Thoughts

The Breakthrough

I have spent my life trying to figure out what is wrong with me, and for most of my life I framed it (consciously and unconsciously) in those terms. Now, I know that the question itself was part of the problem, and what I needed to be asking was, “What is at the core of me that keeps me from believing in myself?” I have been circling around the answer for a long time, always afraid, to one extent or another, of finding it. Today, I did, and it hurts like hell, and I could keep it tucked away in my journal, for my eyes only, but publishing it here is part of the process and needs to be done.

My steps on the path could be retraced, to a certain extent, through these Ruff Draft posts, but the reality is that I could never begin to articulate everything that got me here. The 16+ healing journals filled since February of 2022, when I began the healing process in earnest—spurred by the death of my dog and the health crisis caused, at least, in part, by my eating disorder; the hundreds of books I have read; the Instagram posts I consumed; the art journaling; the poetry writing; the scattered sessions with a trauma-informed coach; the ways in which I’ve put myself out there and opened myself to new experiences; the risks I’ve taken; the boundaries established and maintained; the fights with my husband; the Psychosynthesis ideas and techniques I’m learning in my coach training program; the Jungian books and studies; the Emotion Code training and sessions on myself; and the flower essences. Lately, it has been so much the flower essences, which have, at times, literally delivered insights within five minutes of taking one.

Dennis articulated how the process generally works in his post, essentially stating that, until you open yourself to new possibilities, you won’t be able to see the path you must take because it doesn’t look like paths you’ve already taken. We tend forget this simple but profound truth, expressed slightly differently by a fellow named Brian McGreevy: “If a problem can’t be solved within the frame it was conceived, the solution lies in reframing the problem.”

Most directly, what I got this morning came from reading and imbibing again the words of Psychosynthesis therapists John Firman and Ann Gila on pages 13–14 of The Primal Wound. Based on what was shared there in the opening chapter on addiction and abuse, I asked myself: What do I find at the core when I sit with the fear and discomfort that drive me to find something smaller to fear? My life has been almost nothing but fear since the moment of conception, and that’s no exaggeration. But because the Primal Fear/the Primal Wound was far too big and because I had not yet built an ego container strong enough to hold it, I needed to spend my time and energy fearing smaller, more manageable things like food, mold, driving, spending money, getting fat, getting sick, ending up in hell, social situations, displeasing anyone, something bad happening to my kids. An addiction is anything that distracts us from what we are too afraid to face, and we can be addicted to anything: drugs, alcohol, sex, food, television, our phones, books, controlling our weight or how our body looks, schooling, violence, politics, environmentalism, work, even being afraid.

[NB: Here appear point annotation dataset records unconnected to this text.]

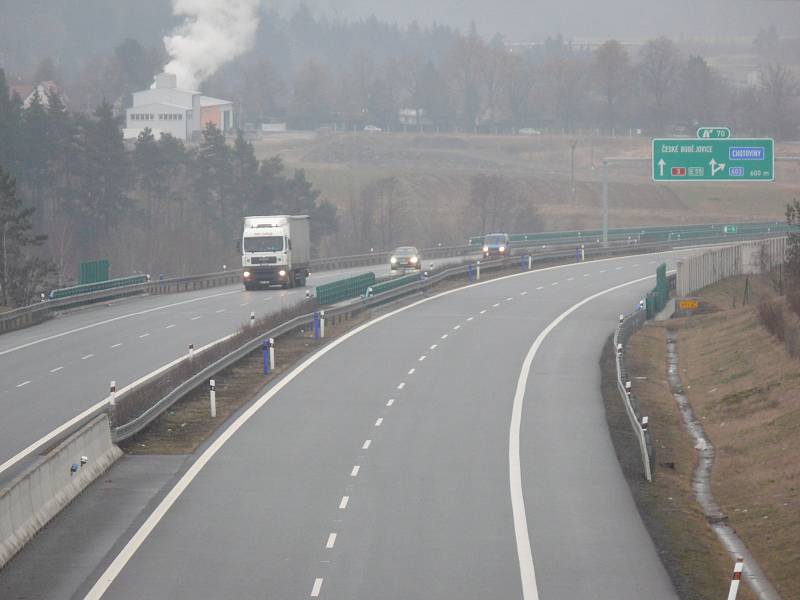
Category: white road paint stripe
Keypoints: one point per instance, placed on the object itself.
(113, 570)
(112, 320)
(524, 553)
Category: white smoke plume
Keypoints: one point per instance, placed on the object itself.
(214, 32)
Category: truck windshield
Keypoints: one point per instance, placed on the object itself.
(272, 243)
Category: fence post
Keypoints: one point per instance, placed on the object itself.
(213, 386)
(736, 578)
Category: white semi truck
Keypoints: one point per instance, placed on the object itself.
(276, 250)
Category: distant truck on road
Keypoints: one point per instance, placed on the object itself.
(276, 250)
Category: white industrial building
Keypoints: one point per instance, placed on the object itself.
(165, 108)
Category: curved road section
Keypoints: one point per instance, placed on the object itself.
(384, 465)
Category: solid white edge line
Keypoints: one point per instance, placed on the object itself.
(112, 320)
(127, 552)
(524, 553)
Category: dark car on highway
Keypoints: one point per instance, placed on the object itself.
(405, 257)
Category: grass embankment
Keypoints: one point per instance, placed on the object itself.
(745, 388)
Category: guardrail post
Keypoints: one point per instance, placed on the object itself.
(736, 578)
(272, 354)
(212, 384)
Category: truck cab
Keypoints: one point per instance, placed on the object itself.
(275, 251)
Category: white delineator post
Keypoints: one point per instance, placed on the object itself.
(271, 354)
(213, 386)
(736, 578)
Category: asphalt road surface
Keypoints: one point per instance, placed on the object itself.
(411, 459)
(54, 371)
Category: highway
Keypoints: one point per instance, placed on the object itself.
(455, 448)
(54, 371)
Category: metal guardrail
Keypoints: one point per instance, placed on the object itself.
(627, 327)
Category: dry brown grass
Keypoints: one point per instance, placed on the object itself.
(745, 387)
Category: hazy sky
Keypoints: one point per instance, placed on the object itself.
(532, 20)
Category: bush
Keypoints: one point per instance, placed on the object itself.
(771, 316)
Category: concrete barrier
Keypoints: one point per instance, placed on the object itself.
(35, 496)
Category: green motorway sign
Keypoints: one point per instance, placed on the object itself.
(711, 159)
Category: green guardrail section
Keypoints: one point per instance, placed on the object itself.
(93, 272)
(344, 289)
(652, 234)
(656, 300)
(96, 287)
(392, 284)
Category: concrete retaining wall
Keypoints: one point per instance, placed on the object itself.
(35, 496)
(715, 265)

So, here’s the answer to my question (What do I find at the core when I sit with the fear and discomfort that drive me to find something smaller to fear?), in the way in which I got to it in my journal this morning:

Losing control = punishment
because
You—your very self—is not wanted and never was.
You are lucky to stay here in:
this family, this marriage, this class, this book group, this . . .
but, if you lose control and misbehave,
you will be ousted, exiled, rejected.

That sums up what was communicated to me, through words, actions, neglect, and other trauma-inducing experiences, right from the get-go, and I have unconsciously carried that message with me my entire life. But no more. I have made the unconscious conscious, and it no longer controls me.